Terrance Mayers has packed a lot of living into his 38 years. His journey has taken him from the football fields of Western Washington to international culinary school to bustling restaurant kitchens all over the world.

In April 2021, the father of two took on a brand new challenge when he was appointed to the Bethel School Board. It’s a challenge he feels up to, and in many ways it’s one he’s been preparing for his entire life.

Mayers was born in Oakland, California, and later moved with his mom and two brothers to Washington State. His early passions were for football and cooking, and after graduating from Kent Meridian High School he followed his heart — and stomach — to the International Culinary School in Vancouver, British Columbia.

That decision turned out to be one of the more consequential choices in his life. Not only did it solidify his desire to be a chef, but it’s also where he met his future wife.

“That made a big impact on my life. It was one of the first stepping stones to actually seeing the world and expanding my horizons,” Mayers said of his time in Canada.

After completing his externship with iconic chef Bruno Marti at La Belle Auberge in Vancouver, Mayers and his wife — who is French — moved to Paris so he could pursue his culinary dreams. As a classically trained French chef, Mayers felt right at home in a Parisian kitchen. But he was hungry for bigger challenges, so he took his passion for cooking to restaurants in Florida, Las Vegas, and right here in Washington.

Once he and his wife started their own family, Mayers knew his time in the kitchen was coming to a close. The life of a professional chef requires long nights and grueling weekends at work, and he quickly realized that it wasn’t a lifestyle conducive with raising two children.

That’s when Mayers switched things up. He returned to school and earned a degree in Applied Science, with a focus on computer networking. He brought his new skills to King County, where he took a job as a Project Manager in the county’s Office of Emergency Management. The job allows Mayers to get out into his community and help people in need.

“I get to see tangible results and know I’m helping these communities,” he said. “We do community vaccine events. I’m supplying PPE to restaurants. I’m playing my part to make sure we’re contributing.”

Always seeking out new learning opportunities, Mayers later returned to school once again to earn a Project Management certification from Rutgers University.

“I love to learn,” Mayers said. “That’s one of the reasons I wanted to get involved with the School Board. I always told myself, you have to be more involved, especially if you’re a parent and especially if you’re a minority parent.

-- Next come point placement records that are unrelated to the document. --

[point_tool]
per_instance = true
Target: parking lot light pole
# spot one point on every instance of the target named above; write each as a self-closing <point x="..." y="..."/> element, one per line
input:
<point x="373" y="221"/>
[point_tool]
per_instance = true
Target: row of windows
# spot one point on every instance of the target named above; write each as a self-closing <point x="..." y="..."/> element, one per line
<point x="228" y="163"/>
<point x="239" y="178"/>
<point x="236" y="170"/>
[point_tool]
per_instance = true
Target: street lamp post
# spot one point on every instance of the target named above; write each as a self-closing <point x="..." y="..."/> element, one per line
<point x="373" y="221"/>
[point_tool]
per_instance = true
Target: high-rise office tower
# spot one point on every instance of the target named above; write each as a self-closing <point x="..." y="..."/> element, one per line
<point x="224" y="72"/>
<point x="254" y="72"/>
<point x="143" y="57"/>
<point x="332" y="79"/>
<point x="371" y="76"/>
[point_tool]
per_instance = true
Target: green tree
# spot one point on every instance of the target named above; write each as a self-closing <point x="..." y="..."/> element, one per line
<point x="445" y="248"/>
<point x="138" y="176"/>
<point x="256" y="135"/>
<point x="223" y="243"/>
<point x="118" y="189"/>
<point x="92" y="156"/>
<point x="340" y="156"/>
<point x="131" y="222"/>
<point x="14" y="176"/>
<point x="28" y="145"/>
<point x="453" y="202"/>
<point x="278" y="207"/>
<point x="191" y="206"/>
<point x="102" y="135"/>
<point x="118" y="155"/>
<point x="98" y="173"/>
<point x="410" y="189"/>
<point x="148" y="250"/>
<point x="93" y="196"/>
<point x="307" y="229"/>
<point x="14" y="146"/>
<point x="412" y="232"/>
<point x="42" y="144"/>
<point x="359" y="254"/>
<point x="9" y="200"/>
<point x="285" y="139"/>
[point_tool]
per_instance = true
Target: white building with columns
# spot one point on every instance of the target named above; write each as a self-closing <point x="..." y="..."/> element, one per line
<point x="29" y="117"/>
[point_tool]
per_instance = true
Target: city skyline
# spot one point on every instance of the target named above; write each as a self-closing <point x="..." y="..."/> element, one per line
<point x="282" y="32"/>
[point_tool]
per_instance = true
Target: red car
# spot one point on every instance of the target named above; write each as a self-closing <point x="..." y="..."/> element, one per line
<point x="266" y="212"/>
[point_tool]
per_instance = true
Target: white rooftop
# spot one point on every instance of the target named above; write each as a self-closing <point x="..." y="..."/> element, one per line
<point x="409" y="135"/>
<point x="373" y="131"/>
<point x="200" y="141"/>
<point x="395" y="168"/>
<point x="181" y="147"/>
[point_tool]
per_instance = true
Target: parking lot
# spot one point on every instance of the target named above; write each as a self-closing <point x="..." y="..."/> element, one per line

Being present and using your voice is important.”

Mayers, who now lives in Graham, felt compelled to apply for the School Board position when it was announced that former Board Member Cindy Henry-Young was stepping down earlier this year. His twin priorities during his first year on the board have been Equity and Child Nutrition — two issues he’s long been passionate about.

“I’m truly excited about the process and bringing my thoughts and ideas to the table,” he said. “I want to make sure that children shouldn’t want or need for food. That’s paramount.”

To say this has been a consequential year in Mayers’ life would be a vast understatement. Not only did he take on the new responsibilities of the School Board, but he also experienced a host of tragedies in his personal life.

“This pandemic has been rough on my family,” Mayers said. “We lost four members of my extended family to COVID. It’s important that we cherish the ones we love and we don’t take moments for granted.”

When his family moved into the district last year, they weren’t sure what they were getting into, but Mayers said Bethel has exceeded his expectations in nearly every way.

“This a great school district,” he said. “The teachers, the administrative staff, everyone — especially during COVID times — were just outstanding. The effort that teachers have made to make sure they’re proactive in getting resources to our kids has been top of the line. I’m so grateful.”